Bowman looks at Knight in surprise. “Why me?”

Knight smiles sadly. “You’re the one who’s in charge here, Todd.”

“We’re the same rank, but you’ve got seniority over me. You’ve got seniority over Greg Bishop of First Platoon, too. You’re in command.”

“On the way over here . . .” Knight looks at Sergeant First Class Vaughan, who stares back at him stonily, his expression inscrutable behind his N95 mask. “I was one of the people who couldn’t shoot. I couldn’t even give the order. I froze. It was Sergeant Vaughan here that got us out.”

“Damn, Steve,” Bowman says quietly.

He glances at Vaughan, but the NCO is a professional and while his face is flushed, making the diagonal scar across his face livid, his gray eyes give nothing away.

Knight says, “A lot of my boys are dead because I couldn’t tell them to shoot.”

Tears stream down the officer’s face. Vaughan lowers his eyes. Knight looks away, gazing at the skyscrapers.

“Twenty-five percent casualties,” he adds. “But you know what?” He hisses, fiercely, “If I could go back and do it all over again, I still wouldn’t give that goddamn order.”

Bowman says nothing. He had given the order to shoot. He personally not only shot Mad Dogs, he also shot down uninfected civilians who got in his way.
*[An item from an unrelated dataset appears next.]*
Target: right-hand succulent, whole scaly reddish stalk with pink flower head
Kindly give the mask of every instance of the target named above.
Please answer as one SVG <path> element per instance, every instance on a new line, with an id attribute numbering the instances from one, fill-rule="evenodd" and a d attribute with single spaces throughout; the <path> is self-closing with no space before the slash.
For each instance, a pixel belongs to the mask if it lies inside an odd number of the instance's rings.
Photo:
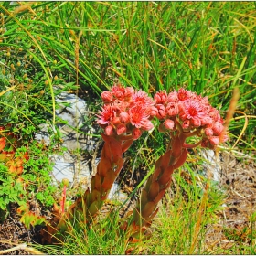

By any definition, he is a murderer and a war criminal. He knows it. His own platoon sergeant knows it. The two men were made from the same stuff; he saw Kemper do the same as him to get the platoon out of the riot and to safety.

And if they did not do what they did, if they were not war criminals, they might all be dead right now.

Nevertheless, he can’t shake the feeling that he is damned.

The officers hear the piercing wail of a fire engine, punctuated by the bursts of its horn. It is a plucky sound amid the rattle of small arms fire and distant screams, reminding them that somewhere, out there, people are still fighting back against the rising tide of violence and anarchy.

The sound reminds them that it is not every man for himself out there. Not yet.

Similarly, the power continues to cut in and out, but somebody is still manning the controls at the power plant, and somebody is still delivering coal to burn to make electricity. In all the jobs that matter, from cop to soldier to paramedic to power plant operator, people are still doing their duty. Bowman finds strength in this idea.

Knight wipes the tears from his face and clears his throat.

“I wouldn’t give the order,” he says. “I guess that makes me a nice guy or something. But I have no right to lead Charlie.” He sighs. “We should have stayed where we were. We were doing some good there.”